Habla la ciudadanía

Carlos Huneeus: “Una generación fracasada”

Columna del director del Centro de Estudios de la Realidad Contemporánea (CERC), publicada en El Mercurio.

En un acto del Instituto de Estudios de la Sociedad (IES), a partir de una cita de León XIV en su reciente encíclica —cada generación hereda la tarea de dar forma a su propio tiempo—, Eugenio Tironi (1951), en su columna “Tragedia propia” (“El Mercurio”, 30 de junio), reflexiona sobre la herencia que su generación heredó del golpe de Estado.

Sostiene que el 11 de septiembre de 1973 “cayó el sistema de ideas que daba forma a nuestro tiempo” y que “el trauma nos otorgó libertad para cuestionarlo todo”: su generación abandonó el marxismo, asumió la democracia como mero instrumento de la lucha de clases y el relativismo frente a los derechos humanos. Y traza un paralelo con la generación del IES, a la que exige reconocer la dictadura como parte de su historia; mientras no lo haga, afirma, no tendrá autoridad para dar forma a su tiempo.
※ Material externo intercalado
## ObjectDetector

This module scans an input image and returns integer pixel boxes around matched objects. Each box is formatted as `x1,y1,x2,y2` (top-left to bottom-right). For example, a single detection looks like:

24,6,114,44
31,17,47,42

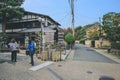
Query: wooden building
0,11,60,47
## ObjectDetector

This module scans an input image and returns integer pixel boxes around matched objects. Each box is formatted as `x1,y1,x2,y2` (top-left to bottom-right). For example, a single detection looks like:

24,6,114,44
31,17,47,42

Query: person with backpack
8,39,19,62
28,40,35,66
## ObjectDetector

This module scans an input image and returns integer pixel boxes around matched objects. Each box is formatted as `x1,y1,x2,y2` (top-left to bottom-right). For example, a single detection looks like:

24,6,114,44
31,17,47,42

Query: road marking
29,61,53,71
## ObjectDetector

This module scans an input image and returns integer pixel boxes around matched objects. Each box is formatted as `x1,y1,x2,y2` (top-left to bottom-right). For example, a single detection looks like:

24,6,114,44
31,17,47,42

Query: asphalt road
73,44,117,63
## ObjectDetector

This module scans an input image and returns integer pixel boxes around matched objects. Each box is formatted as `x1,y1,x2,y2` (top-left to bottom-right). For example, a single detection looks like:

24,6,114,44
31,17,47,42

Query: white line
29,61,53,71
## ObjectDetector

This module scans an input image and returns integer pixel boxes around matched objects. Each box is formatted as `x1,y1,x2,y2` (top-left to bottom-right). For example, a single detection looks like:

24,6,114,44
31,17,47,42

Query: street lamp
38,18,45,51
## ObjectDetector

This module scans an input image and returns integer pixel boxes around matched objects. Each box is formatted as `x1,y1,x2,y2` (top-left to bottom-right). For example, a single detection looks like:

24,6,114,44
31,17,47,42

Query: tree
103,12,120,42
65,33,75,48
0,0,24,32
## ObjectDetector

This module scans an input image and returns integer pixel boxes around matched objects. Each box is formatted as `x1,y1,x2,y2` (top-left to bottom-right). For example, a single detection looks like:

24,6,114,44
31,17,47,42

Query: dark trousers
11,51,17,62
30,51,34,66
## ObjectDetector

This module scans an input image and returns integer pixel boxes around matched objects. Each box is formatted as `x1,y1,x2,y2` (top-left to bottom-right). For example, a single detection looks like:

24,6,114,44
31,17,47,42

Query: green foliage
65,33,75,43
103,12,120,42
0,0,24,19
0,0,24,32
80,38,86,44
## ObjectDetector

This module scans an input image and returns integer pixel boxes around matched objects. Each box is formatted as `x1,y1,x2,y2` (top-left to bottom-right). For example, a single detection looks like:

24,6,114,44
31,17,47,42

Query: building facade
0,11,63,47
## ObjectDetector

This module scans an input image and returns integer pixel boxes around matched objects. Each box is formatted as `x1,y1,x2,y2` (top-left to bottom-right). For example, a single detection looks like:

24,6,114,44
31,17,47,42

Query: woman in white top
9,39,18,62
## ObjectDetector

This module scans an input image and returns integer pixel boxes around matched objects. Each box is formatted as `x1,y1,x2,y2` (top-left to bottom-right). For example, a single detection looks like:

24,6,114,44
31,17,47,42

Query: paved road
73,44,117,63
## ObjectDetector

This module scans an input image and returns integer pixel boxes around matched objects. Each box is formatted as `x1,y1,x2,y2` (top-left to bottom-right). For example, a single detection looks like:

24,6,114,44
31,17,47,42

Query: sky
22,0,120,28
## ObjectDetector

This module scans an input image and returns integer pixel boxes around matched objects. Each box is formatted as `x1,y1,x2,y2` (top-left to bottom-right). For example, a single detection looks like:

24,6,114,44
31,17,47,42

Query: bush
80,38,85,44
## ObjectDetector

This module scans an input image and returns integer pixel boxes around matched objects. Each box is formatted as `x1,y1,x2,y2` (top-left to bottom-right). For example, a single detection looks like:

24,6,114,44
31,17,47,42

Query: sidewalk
90,47,120,63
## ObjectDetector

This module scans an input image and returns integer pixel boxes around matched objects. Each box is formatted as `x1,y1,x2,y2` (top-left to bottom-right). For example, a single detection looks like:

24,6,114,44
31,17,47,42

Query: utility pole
68,0,75,36
99,17,103,48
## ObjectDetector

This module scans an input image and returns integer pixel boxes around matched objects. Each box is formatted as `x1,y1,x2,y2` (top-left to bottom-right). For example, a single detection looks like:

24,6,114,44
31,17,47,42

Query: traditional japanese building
0,11,64,47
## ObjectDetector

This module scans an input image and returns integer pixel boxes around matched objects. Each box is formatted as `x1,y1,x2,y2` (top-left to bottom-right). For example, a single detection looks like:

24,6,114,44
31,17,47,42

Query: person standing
8,39,18,62
28,40,35,66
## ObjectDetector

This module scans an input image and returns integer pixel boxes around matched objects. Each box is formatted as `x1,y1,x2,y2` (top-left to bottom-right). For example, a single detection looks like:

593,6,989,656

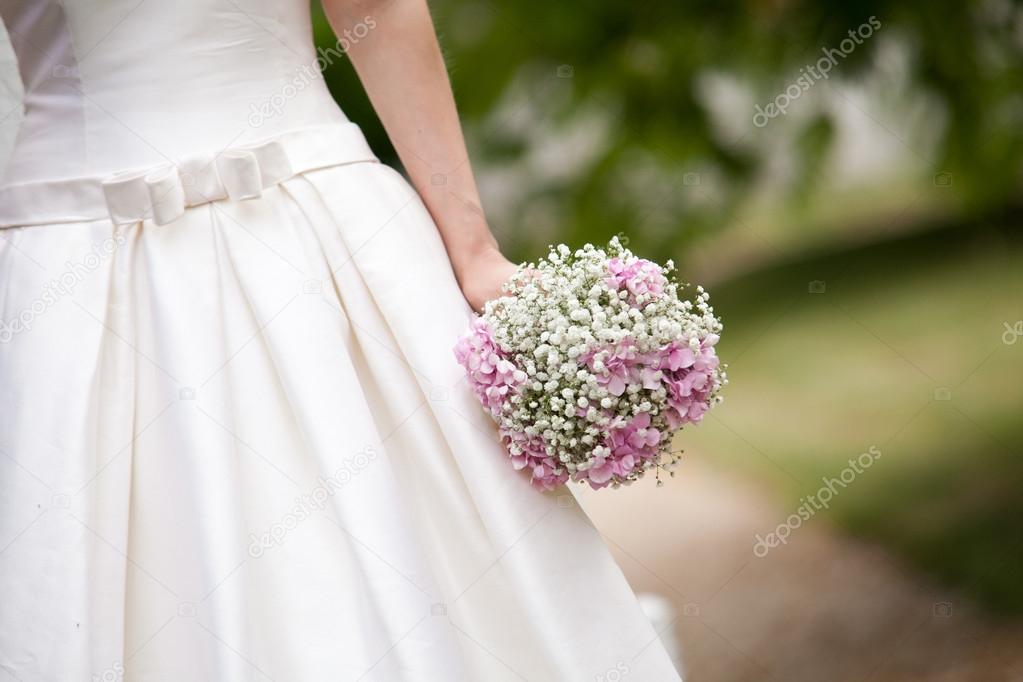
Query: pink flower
454,318,526,416
501,429,569,490
665,334,720,428
580,337,646,396
575,412,663,490
605,256,668,304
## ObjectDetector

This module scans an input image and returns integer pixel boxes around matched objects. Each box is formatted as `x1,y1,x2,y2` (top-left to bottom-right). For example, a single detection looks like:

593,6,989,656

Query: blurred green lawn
680,217,1023,613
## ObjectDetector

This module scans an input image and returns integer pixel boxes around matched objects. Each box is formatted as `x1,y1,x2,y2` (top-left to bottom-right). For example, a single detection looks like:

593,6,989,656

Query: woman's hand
455,246,518,313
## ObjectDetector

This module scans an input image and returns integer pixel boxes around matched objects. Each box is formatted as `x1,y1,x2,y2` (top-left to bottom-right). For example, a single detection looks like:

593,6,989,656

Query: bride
0,0,678,682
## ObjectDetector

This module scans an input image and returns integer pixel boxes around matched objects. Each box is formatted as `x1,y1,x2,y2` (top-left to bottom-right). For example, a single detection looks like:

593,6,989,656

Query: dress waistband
0,122,377,228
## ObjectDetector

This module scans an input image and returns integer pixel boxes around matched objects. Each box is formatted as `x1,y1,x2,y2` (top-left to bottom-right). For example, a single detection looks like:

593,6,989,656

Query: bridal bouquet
454,237,727,490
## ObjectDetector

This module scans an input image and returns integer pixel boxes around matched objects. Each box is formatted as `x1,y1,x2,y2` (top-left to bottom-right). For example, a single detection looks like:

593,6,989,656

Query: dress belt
0,123,377,228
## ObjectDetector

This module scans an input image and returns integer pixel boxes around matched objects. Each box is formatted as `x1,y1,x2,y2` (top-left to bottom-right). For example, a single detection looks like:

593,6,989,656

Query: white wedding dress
0,0,678,682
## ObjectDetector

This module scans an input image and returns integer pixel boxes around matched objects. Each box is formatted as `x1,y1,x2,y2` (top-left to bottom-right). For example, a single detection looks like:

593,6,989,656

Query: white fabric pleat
0,158,678,682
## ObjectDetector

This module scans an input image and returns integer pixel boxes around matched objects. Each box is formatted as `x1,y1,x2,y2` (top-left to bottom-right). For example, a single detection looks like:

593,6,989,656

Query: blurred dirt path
578,460,1023,682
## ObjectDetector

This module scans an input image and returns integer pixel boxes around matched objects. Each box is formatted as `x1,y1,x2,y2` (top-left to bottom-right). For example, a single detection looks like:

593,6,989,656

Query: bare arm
323,0,515,310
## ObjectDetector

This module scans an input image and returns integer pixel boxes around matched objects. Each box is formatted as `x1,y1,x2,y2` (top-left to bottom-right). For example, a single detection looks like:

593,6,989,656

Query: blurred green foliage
315,0,1023,613
315,0,1023,258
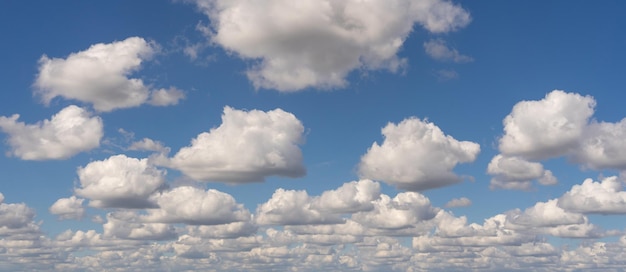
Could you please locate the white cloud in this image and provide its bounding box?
[507,199,587,227]
[499,90,596,160]
[311,179,380,213]
[170,107,306,183]
[0,203,35,230]
[187,221,258,238]
[49,196,85,220]
[74,155,165,208]
[558,177,626,214]
[359,118,480,191]
[572,118,626,170]
[194,0,471,91]
[445,197,472,208]
[0,105,103,160]
[255,188,344,225]
[424,39,474,63]
[102,211,178,240]
[34,37,184,111]
[352,192,438,229]
[487,154,557,190]
[141,186,250,225]
[128,138,169,153]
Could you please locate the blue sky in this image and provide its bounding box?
[0,0,626,271]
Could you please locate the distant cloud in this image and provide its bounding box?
[499,90,596,159]
[255,189,344,225]
[128,138,169,153]
[435,69,459,81]
[0,105,104,160]
[188,0,471,92]
[74,155,165,209]
[558,176,626,214]
[424,39,474,63]
[488,90,626,190]
[34,37,184,112]
[358,117,480,191]
[487,154,558,190]
[49,196,85,220]
[445,197,472,208]
[169,107,306,183]
[141,186,250,225]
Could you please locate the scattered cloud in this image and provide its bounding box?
[444,197,472,208]
[487,154,557,190]
[169,107,306,183]
[0,105,104,160]
[424,39,474,63]
[74,155,166,209]
[558,176,626,214]
[128,138,170,153]
[192,0,471,92]
[34,37,184,112]
[142,186,250,225]
[487,90,626,190]
[358,117,480,191]
[571,119,626,170]
[255,189,343,225]
[435,69,459,81]
[49,196,85,220]
[499,90,596,160]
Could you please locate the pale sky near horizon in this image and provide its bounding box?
[0,0,626,271]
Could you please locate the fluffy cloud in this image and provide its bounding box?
[34,37,184,111]
[311,179,380,213]
[128,138,170,153]
[445,197,472,208]
[499,90,596,160]
[352,192,438,229]
[194,0,471,91]
[359,118,480,191]
[102,211,178,240]
[0,203,35,230]
[170,107,306,183]
[572,119,626,170]
[424,39,474,63]
[558,177,626,214]
[49,196,85,220]
[0,105,103,160]
[487,155,557,190]
[255,188,343,225]
[142,186,250,225]
[507,199,587,227]
[74,155,165,208]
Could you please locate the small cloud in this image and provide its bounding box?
[435,69,459,81]
[445,197,472,208]
[424,39,474,63]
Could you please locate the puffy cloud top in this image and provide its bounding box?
[194,0,471,91]
[144,186,250,225]
[74,155,165,208]
[171,107,306,183]
[34,37,184,111]
[49,196,85,220]
[359,118,480,191]
[558,177,626,214]
[499,90,596,159]
[0,105,103,160]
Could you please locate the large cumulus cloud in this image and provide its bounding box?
[170,107,306,183]
[0,105,104,160]
[192,0,471,91]
[358,117,480,191]
[34,37,184,111]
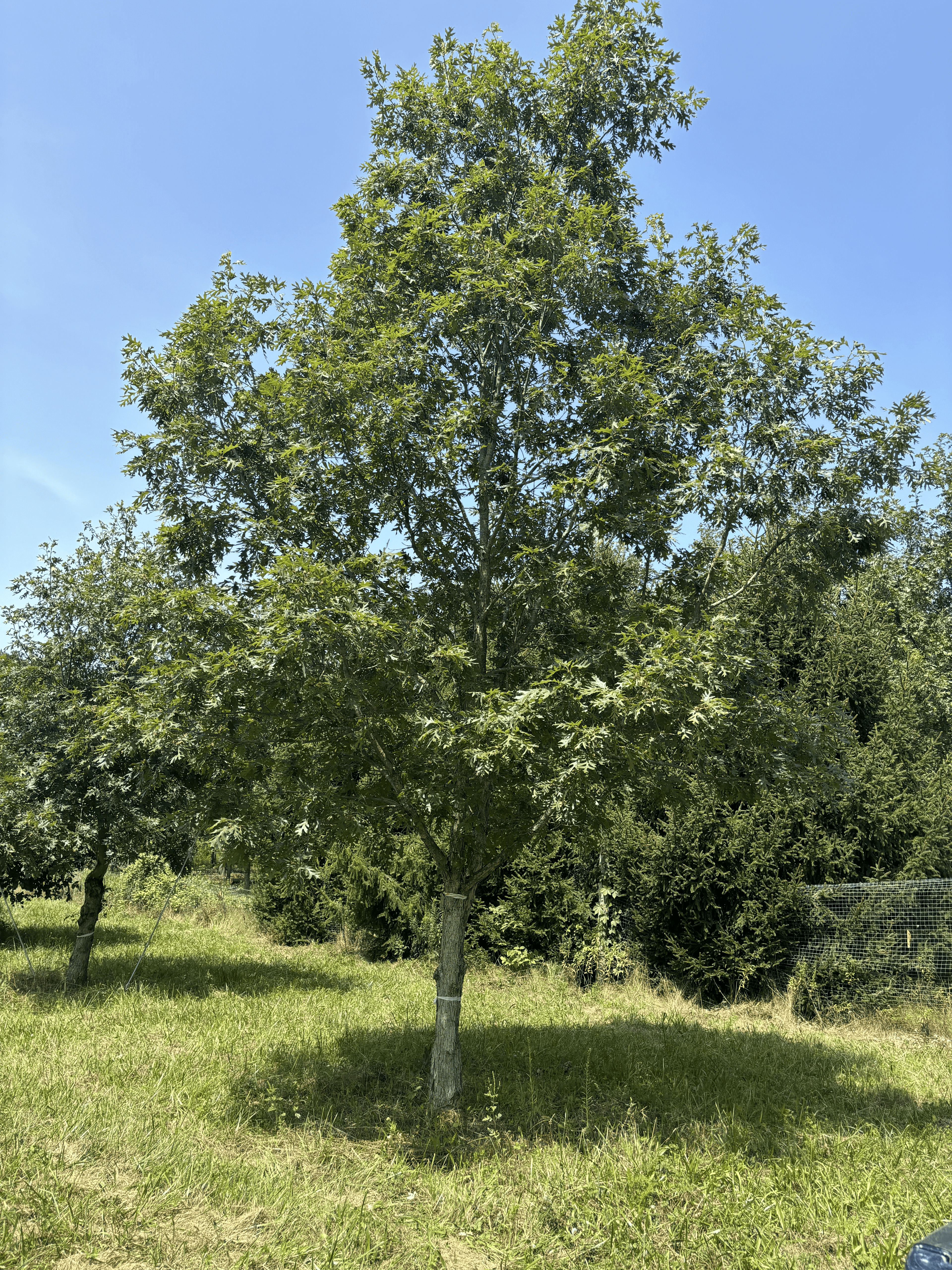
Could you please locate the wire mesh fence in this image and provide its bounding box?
[791,878,952,1007]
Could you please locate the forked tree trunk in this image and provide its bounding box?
[430,890,470,1111]
[66,847,107,992]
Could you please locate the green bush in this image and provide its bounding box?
[618,797,811,998]
[470,832,598,965]
[107,852,218,916]
[251,870,339,944]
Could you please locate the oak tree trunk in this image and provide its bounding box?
[430,891,470,1111]
[66,847,107,992]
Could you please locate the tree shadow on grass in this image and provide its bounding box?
[231,1016,951,1166]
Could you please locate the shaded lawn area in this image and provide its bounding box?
[0,900,952,1270]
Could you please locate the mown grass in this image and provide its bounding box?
[0,900,952,1270]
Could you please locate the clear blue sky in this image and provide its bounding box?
[0,0,952,593]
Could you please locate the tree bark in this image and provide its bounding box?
[430,889,470,1111]
[66,847,108,992]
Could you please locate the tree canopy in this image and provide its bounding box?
[0,0,928,1106]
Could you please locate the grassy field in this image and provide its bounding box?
[0,900,952,1270]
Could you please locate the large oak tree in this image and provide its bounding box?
[117,0,925,1106]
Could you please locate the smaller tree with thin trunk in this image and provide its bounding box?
[0,508,192,988]
[120,0,925,1106]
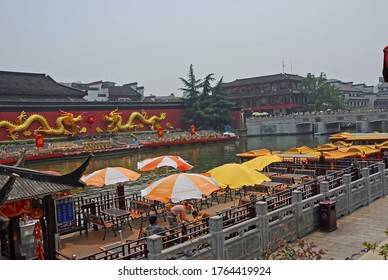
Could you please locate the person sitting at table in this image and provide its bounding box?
[191,210,209,226]
[145,216,166,236]
[166,201,194,222]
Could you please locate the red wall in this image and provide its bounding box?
[0,109,189,141]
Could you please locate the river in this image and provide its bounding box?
[22,135,329,196]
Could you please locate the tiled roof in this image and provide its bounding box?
[223,73,303,87]
[0,71,86,101]
[0,175,73,201]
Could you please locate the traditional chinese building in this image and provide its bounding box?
[223,73,307,114]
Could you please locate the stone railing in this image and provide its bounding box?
[147,162,388,260]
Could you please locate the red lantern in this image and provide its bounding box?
[190,124,195,135]
[158,127,163,138]
[35,134,44,148]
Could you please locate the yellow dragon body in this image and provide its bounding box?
[0,110,82,140]
[105,109,166,132]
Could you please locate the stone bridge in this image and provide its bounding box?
[245,110,388,136]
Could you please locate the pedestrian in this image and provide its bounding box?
[145,215,166,236]
[166,200,194,222]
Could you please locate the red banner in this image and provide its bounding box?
[0,199,32,218]
[158,127,163,138]
[190,124,195,135]
[35,134,44,148]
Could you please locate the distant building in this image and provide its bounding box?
[222,73,307,114]
[328,79,377,108]
[0,71,86,103]
[71,81,144,102]
[144,93,182,102]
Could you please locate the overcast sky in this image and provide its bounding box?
[0,0,388,96]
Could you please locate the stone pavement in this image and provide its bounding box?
[304,196,388,260]
[60,196,388,260]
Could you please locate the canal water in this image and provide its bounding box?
[26,135,329,196]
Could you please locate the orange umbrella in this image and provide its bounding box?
[141,173,220,202]
[208,163,271,189]
[242,155,282,171]
[81,167,140,187]
[137,156,193,171]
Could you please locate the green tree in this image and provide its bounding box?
[179,64,202,124]
[179,64,234,130]
[302,73,346,111]
[204,78,234,130]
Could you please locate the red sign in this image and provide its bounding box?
[190,124,195,135]
[158,127,163,138]
[0,199,32,218]
[35,134,44,148]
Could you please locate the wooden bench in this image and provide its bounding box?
[271,176,294,185]
[294,169,315,177]
[269,167,287,174]
[130,199,151,228]
[83,212,117,240]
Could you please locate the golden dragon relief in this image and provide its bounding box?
[0,110,82,140]
[105,109,166,132]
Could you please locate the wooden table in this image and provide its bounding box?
[101,208,132,229]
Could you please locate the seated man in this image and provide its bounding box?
[166,201,194,222]
[191,210,209,225]
[145,216,166,236]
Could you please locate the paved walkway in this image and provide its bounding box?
[305,196,388,260]
[60,196,388,260]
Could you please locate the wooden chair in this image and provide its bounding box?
[130,199,151,228]
[83,212,117,240]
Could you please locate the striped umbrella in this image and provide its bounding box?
[137,156,193,171]
[141,173,220,202]
[81,167,140,187]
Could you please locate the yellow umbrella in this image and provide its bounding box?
[242,155,282,171]
[208,163,271,189]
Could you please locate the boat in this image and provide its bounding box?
[329,132,388,145]
[142,135,237,148]
[0,141,142,165]
[0,131,237,165]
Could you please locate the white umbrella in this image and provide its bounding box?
[141,173,220,202]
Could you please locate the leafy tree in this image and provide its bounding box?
[179,64,234,130]
[179,64,202,124]
[204,78,234,130]
[362,229,388,260]
[302,73,346,111]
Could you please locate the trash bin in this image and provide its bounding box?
[319,199,337,231]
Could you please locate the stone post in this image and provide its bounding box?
[342,174,353,214]
[319,181,330,200]
[147,234,163,260]
[361,167,372,205]
[291,191,304,238]
[377,162,388,197]
[256,201,269,252]
[209,215,225,260]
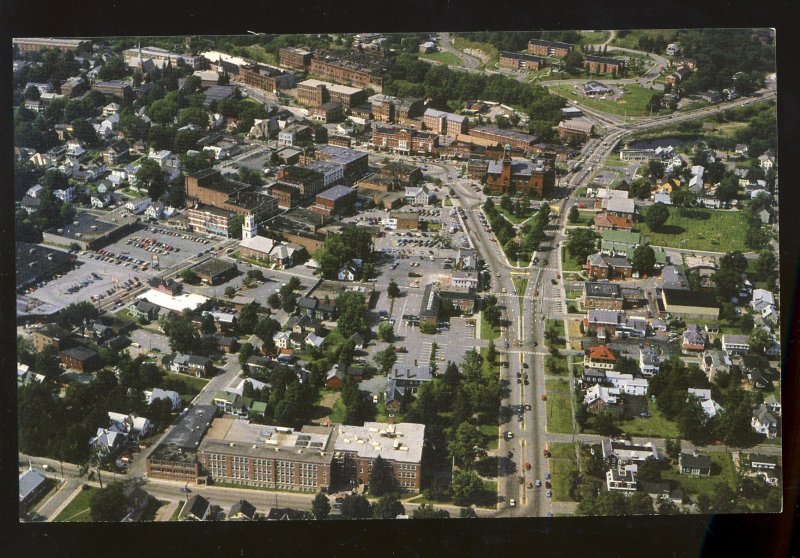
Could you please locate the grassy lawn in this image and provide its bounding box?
[550,84,655,116]
[53,486,100,522]
[561,248,583,272]
[496,208,533,225]
[546,394,572,434]
[548,443,578,502]
[169,502,185,521]
[481,314,500,340]
[478,424,498,451]
[661,452,736,498]
[419,52,464,66]
[618,401,680,438]
[450,35,500,66]
[167,372,208,391]
[330,397,347,424]
[544,320,567,349]
[544,379,569,396]
[544,355,568,376]
[634,208,749,252]
[611,29,677,50]
[511,277,528,296]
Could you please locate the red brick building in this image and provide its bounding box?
[583,54,625,74]
[278,47,311,70]
[528,39,575,58]
[500,51,547,70]
[372,126,439,154]
[484,148,555,198]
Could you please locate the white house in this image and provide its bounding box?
[144,388,183,411]
[144,201,164,219]
[639,346,661,376]
[125,198,151,215]
[92,196,109,209]
[272,331,291,349]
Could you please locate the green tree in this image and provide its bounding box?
[373,345,397,374]
[336,291,367,337]
[631,244,656,275]
[341,494,372,519]
[412,504,450,519]
[458,508,478,519]
[89,482,128,522]
[450,470,483,506]
[644,202,669,231]
[237,302,258,334]
[369,454,395,496]
[567,228,597,262]
[372,494,406,519]
[749,327,773,355]
[136,159,166,200]
[378,322,394,343]
[311,492,331,521]
[448,422,486,467]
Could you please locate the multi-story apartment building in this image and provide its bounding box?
[297,79,367,110]
[238,64,295,93]
[528,39,575,58]
[500,51,547,70]
[422,108,469,136]
[278,47,311,70]
[583,54,625,74]
[486,148,555,198]
[372,126,439,154]
[469,126,538,152]
[11,37,92,52]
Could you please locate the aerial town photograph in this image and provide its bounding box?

El planteamiento carece de sentido. La generación del IES nació bastantes años después del golpe: su director, Claudio Alvarado, once años más tarde. ¿Por qué habría de asumir esa “tragedia” si ni siquiera vivió la dictadura?

Pero la biografía política de Tironi no comienza en 1973. El abandono del marxismo fue su segunda conversión. La primera ocurrió antes, cuando dejó el cristianismo y su adhesión a la democracia para abrazar el marxismo y el leninismo, durante el gobierno de Eduardo Frei Montalva (1964-1970): con la reforma agraria, la sindicalización campesina y la promoción popular, cambios que transformaron la historia de Chile.